Is French really the language of love?
Because today is St. Valentine ’s Day, we thought the question was à propos. The Forum mondial de la langue française blog (The French Language World Forum) asked their readers to send in their favourite quotes, definitions and declarations of love.
Readers had no problem coming up with quotes that did justice to the four letter word. For example, Richard Seke from South Africa shared, “The verb “to love” is only good when it’s conjugated in the present. If it’s conjugated in the past, it makes you cry, and in the future, you can only dream.”
It’s not easy to combine love and language. Jean Cocteau once said “Le verbe aimer est difficile à conjuguer : son passé n’est pas simple, son présent n’est qu’indicatif, et son futur est toujours conditionnel” (The verb “to love” is hard to conjugate: its past is not simple, its present is merely indicative, and its future is always conditional).
In the same vein, the pataphysician Henri Jeanson declared, “Aimer est un verbe irréfléchi” (Love is a thoughtless verb).
Some of the readers shared personal quotes, like Eliana Mestas de Leclerc who wrote, “I love the words you say. I love you, my love…”
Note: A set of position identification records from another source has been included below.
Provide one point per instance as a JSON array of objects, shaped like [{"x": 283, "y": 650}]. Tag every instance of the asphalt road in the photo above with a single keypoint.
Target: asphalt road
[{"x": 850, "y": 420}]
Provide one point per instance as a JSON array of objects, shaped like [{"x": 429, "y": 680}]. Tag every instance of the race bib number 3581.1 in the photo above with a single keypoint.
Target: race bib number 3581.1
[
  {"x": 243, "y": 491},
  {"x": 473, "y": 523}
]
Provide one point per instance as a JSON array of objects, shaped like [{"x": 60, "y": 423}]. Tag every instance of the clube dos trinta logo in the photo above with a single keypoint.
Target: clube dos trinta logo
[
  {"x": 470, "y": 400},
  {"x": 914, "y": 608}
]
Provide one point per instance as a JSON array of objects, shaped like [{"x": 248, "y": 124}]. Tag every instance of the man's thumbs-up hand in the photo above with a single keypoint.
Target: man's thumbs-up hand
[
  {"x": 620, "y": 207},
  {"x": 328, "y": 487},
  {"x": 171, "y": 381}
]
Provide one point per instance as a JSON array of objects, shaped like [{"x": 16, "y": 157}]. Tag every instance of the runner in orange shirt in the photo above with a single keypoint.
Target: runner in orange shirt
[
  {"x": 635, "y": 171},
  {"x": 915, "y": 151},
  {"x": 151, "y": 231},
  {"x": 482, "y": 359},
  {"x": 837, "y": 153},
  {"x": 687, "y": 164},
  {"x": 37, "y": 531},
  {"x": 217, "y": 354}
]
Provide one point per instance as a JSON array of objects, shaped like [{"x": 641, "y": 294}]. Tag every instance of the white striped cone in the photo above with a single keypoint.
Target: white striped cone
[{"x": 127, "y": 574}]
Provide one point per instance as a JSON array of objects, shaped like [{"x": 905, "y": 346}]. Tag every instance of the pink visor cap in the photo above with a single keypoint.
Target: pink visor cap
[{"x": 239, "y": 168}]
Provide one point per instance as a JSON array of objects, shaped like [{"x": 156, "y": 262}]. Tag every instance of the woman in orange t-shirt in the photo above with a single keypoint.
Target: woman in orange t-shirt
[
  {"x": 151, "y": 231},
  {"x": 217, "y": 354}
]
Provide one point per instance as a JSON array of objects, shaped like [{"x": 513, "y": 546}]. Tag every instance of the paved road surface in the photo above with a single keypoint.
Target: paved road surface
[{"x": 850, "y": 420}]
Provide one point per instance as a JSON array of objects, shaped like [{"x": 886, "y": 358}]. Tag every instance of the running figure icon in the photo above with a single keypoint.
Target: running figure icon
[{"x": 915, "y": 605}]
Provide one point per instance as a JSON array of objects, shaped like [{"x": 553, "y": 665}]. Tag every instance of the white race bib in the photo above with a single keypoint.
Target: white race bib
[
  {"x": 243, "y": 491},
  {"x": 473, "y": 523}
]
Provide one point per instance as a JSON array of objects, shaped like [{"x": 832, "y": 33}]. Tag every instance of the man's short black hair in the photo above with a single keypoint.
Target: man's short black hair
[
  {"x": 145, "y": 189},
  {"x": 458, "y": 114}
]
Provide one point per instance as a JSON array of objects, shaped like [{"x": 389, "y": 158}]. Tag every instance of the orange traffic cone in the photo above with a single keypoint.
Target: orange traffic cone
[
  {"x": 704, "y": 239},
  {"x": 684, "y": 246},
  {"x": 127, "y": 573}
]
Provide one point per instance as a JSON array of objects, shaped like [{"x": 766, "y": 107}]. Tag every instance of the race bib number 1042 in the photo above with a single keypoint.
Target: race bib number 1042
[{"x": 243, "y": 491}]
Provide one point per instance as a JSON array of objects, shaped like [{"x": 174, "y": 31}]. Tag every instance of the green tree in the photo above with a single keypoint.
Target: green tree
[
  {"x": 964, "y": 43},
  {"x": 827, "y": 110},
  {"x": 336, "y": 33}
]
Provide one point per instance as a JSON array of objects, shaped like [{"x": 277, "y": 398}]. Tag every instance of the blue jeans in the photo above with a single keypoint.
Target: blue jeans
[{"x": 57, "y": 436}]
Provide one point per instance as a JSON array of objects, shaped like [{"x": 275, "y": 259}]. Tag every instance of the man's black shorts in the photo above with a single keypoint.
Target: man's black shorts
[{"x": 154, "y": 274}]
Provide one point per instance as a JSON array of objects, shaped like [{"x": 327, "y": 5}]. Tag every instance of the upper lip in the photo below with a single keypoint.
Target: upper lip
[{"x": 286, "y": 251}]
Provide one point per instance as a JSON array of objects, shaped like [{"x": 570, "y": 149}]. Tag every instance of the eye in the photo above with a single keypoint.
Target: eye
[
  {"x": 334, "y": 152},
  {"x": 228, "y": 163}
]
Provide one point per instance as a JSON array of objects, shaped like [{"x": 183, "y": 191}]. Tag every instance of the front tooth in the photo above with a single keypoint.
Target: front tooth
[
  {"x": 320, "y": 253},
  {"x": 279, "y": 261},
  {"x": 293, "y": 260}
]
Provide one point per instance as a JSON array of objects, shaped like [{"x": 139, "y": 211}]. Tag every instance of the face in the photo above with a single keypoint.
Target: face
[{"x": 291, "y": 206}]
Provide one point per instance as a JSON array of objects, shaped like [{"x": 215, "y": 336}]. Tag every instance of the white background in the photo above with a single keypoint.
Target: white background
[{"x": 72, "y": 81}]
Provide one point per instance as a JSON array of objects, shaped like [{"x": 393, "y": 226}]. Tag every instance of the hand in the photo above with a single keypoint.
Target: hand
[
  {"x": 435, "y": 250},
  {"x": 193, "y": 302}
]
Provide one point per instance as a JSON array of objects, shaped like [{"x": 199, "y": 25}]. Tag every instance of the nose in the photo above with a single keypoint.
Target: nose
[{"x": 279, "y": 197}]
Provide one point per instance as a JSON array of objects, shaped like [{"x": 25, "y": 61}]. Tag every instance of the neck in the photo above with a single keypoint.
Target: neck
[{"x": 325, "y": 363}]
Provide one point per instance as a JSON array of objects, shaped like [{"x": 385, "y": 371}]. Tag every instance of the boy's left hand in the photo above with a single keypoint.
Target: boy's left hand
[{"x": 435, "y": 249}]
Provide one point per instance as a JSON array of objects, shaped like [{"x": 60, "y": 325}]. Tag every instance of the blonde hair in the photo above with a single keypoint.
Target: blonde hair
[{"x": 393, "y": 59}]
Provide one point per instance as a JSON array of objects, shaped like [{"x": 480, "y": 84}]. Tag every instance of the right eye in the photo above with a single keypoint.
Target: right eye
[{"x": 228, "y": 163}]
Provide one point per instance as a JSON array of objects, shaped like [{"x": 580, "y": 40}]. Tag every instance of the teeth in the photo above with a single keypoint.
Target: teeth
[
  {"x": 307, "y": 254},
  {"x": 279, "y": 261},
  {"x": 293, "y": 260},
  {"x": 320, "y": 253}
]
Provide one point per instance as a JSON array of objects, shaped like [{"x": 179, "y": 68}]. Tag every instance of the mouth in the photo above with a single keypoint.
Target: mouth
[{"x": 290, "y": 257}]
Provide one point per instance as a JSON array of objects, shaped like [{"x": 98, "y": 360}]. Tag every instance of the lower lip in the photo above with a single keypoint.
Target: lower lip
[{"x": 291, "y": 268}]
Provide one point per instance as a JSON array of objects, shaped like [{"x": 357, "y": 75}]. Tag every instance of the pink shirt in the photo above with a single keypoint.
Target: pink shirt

Djiboutien Abdo Halas wrote, “The person that loves you accepts you unconditionally and will follow you anywhere, regardless of where you go; they will trust your decisions.” Two minutes later he added, “I want to live by your side, die in your arms and be buried under you.”
The majority of the readers sought to define love. Emina Jemal from Dakar took a psychoanalytic approach when she wrote, “Love is giving what we do not have to someone who does not want it.” Rocher Chadrak Chembessi from Benin wrote, “Love is not only about loving, it’s also about understanding.”
The French Language World Forum’s Communications Officer, Marie Lavoie, borrowed the words of Proust to describe love: “L’amour, c’est l’espace et le temps rendus sensibles au coeur” (Love is space and time that becomes susceptible to the heart).
Interestingly no one quoted Gainsbourg’s famous line, “Je t’aime, moi non plus” (I love you, me neither). But two surprising observations were made. When it came to quotes, few came outside the literary world, with the exception of Bruno Marchal who shared a quote from Louis Malle’s film: Ascenseur pour l’échafaud: “Je t’aime. Si je n’entendais pas ta voix, je serais perdu dans un pays de silence” (I love you. If I couldn’t hear your voice, I would be lost in a land of silence).
Secondly, there weren’t many who crossed the language barrier except for Cristina who quoted the Romanian writer Marin Preda, “Daca dragoste nu e, nimic nu e”(Without love there is nothing).
Wasn’t it Paul Géraldy who said: “Il faut se ressembler un peu pour se comprendre, mais il faut être un peu différent pour s’aimer” (We have to be alike to understand one another, but a bit different to love one another)? In any case, that is the whole idea behind the French Language World Forum.